WASHINGTON — The United States-Mexico-Canada Agreement was supposed to be one of the Trump administration’s signature policy achievements, a trade deal to bolster President Donald Trump’s standing with voters in key swing states.
But Florida’s produce industry was excluded from the deal, which went into effect on July 1, and the state’s political leaders are now urging the Trump administration to push for changes in the USMCA, three months before Election Day.
In a virtual hearing on Thursday, Republicans and Democrats from Florida argued to United States Trade Representative Robert Lighthizer, Agriculture Secretary Sonny Perdue and Commerce Secretary Wilbur Ross that the deal must be revised to prevent Mexican growers from undercutting Florida’s produce industry.
“What we’re asking for is fair trade with our neighbors,” Republican Sen. Marco Rubio said to Lighthizer, Perdue and Ross, Trump’s top trade officials, who led U.S. negotiations on the deal. “As you guys have assured us on multiple occasions, this situation would not be the final word on it. We’re truly hoping that can be followed up with some action.”
Rubio wants Lighthizer to investigate Mexico’s trade practices in the produce sector.
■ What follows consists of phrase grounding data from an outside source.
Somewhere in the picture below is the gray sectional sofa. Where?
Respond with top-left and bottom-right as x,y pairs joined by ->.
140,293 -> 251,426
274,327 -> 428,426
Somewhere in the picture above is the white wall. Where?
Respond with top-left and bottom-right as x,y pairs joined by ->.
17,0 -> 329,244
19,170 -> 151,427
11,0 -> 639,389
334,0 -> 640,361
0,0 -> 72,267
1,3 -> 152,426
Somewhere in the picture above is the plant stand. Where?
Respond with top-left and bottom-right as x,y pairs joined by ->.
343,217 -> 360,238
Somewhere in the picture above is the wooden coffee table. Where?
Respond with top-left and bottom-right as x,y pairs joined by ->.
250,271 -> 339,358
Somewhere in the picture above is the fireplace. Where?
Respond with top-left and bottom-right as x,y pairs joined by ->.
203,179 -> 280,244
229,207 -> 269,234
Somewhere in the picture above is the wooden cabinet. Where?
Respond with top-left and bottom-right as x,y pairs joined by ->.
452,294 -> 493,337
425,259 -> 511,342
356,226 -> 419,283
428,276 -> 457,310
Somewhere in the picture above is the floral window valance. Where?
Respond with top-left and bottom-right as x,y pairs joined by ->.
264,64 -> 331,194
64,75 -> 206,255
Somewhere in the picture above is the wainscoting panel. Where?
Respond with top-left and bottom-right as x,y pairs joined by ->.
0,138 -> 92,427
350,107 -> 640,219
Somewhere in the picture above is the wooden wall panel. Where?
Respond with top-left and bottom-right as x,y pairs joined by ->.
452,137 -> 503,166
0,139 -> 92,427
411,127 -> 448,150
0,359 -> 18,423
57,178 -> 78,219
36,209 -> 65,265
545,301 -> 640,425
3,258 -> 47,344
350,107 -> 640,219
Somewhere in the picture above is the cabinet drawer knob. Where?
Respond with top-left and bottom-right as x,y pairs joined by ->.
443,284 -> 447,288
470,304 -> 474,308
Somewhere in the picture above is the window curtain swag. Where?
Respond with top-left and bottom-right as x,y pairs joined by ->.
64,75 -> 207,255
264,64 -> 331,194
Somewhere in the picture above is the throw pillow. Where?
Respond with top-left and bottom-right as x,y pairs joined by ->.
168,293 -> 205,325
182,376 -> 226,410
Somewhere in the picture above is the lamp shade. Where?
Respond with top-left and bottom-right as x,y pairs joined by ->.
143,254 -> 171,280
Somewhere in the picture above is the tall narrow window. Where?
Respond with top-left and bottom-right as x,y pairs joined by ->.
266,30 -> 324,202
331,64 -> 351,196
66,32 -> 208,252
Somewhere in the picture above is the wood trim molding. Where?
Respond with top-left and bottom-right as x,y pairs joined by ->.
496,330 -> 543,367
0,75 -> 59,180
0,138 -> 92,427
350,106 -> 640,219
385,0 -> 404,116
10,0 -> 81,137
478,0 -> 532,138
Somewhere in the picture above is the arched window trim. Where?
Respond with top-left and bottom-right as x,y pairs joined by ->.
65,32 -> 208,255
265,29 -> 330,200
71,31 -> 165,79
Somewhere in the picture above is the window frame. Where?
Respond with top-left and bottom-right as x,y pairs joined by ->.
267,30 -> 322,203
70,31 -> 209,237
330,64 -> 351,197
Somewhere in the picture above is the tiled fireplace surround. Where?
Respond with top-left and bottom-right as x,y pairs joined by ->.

Launching an official investigation could lead the Trump administration to take retaliatory action against Mexico if it determines Mexico’s produce industry “burdens or restricts” U.S. commerce in an “unjustifiable” manner, according to Section 301 of the Trade Act of 1974.
Lawmakers and Florida officials like Agriculture Secretary Nikki Fried argued during the hearing that the state’s fruit and vegetable industry is undermined by produce subsidized by the Mexican government, which gives Mexican produce an unfair advantage in the U.S. marketplace. Florida’s produce industry is particularly harmed by the practice because its growing season overlaps with Mexico’s, they said.
“For 25 years, NAFTA [the North American Free Trade Agreement] allowed domestic markets to be flooded with cheap produce from Mexico,” said Fried, the state’s top Democratic elected official. “Domestic producers hoped this would be addressed, but they found themselves on the cutting floor as the USMCA was finalized.”
Perdue said Mexico refused to budge on lifting subsidies during USMCA negotiations.
“It became very apparent it was the red line for Mexico,” Perdue said. “We want to know what we can do aside from closing the borders.”
But politicians from Western states, particularly Arizona, are not in favor of helping Florida’s growers in trade negotiations because their state benefits from Mexican produce crossing the border into the U.S. market. Arizona is also a potential swing state in this year’s presidential election.
The USMCA was passed by the House of Representatives in December 2019 and the U.S. Senate in January 2020, with Trump signing it into law a few weeks after. The agreement went into effect on July 1 and ends after 16 years unless Mexico, Canada and the U.S. agree to extend it.
The trade deal was a rare successful compromise for Republicans and Democrats, and it passed overwhelmingly after House Democrats won the support of major unions when Trump agreed to appoint a panel of experts to make sure Mexico abides by union rules and labor protections.
All but one of Florida’s 27 House members voted for the trade deal along with Rubio and Republican Sen. Rick Scott, though Fried opposed it due to the produce issue. But the state’s political leadership has been pushing the Trump administration for months to come up with a solution.
“Florida’s fresh-produce industry is in deep crisis,” said Florida Fruit and Vegetable Association president Mike Joyner. “It needs prompt USTR trade relief if our country hopes to continue feeding Americans domestically grown fruits and vegetables in the fall, winter and spring months.”
Florida’s produce industry is largely concentrated in Central Florida, though significant amounts of crops like tomatoes are grown in southern Miami-Dade County.
Trump’s 2016 campaign pledge to end NAFTA and replace it with a superior deal was part of his appeal to white, working class voters in key swing states after he argued the agreement signed into law by President Bill Clinton hurt American jobs.
In 2019, Perdue argued that the concerns of the Florida produce industry were overblown.
“Certain folks have been saying USMCA will not protect Florida farmers from cheap Mexican fruits and vegetables,” Perdue wrote in a Tallahassee Democrat editorial. “They neglect to mention farmers already face such competition under NAFTA. And they overlook the ways the administration is fighting for a level playing field in the seasonal fruit and vegetable market.”
But while Florida’s agricultural output increased under NAFTA, the state’s national market share for many fruits and vegetables decreased while Mexico’s increased.
“In 2007, Florida growers had nearly one-third of the blueberry market share,” Democratic Rep. Darren Soto said. “But as of 2019, Mexico accounts for 30% of the blueberry market and Florida has 16%.”
And Rubio argued that the COVID-19 pandemic increases the need for the U.S. to rely on its domestic food supply instead of foreign production.
“I believe that as we turn towards economic recovery from the pandemic, [Florida growers] desperately need this problem addressed,” Rubio said.